Journal Article
Inequality Between Whom?
Patterns, Trends, and Implications of Horizontal Inequality in the Philippines
An overall decline in inequality within a country, when assessed using national-level measures, can evidently obscure important variation in inequality at the subnational level. However, social planners face a choice, whose importance we argue is often underestimated, in deciding the appropriate spatial and social boundaries along which inequality should be measured at the local level.
We illustrate the consequential nature of this choice by examining a historically unequal country that has experienced a recent overall decline in inequality at the national level. Drawing on census micro-data, we show the Philippines made impressive progress in reducing disparities in education and access to basic public services between 2000 and 2010.
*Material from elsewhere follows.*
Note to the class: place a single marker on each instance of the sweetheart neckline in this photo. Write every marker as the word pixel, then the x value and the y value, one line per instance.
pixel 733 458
This change, however, appears less positive when inequality is measured at the subnational level using spatial and social boundaries selected for their socio-political significance in the Philippines context. Specifically, using measures of total, within-group and between-group inequality, we find important differences within and between three salient ethno-religious groupings—Muslims, indigenous persons, and everyone else—as well as within and between three major island groupings, Mindanao, Visayas, and Luzon.
We consider the implication of one of these differences—variation in between-group inequality—by examining its correlation with social and political instability at the subnational level. Our findings underscore the importance of examining inequality at appropriate localized levels of analysis and, specifically, selecting carefully the spatial and social boundaries along which it should be measured.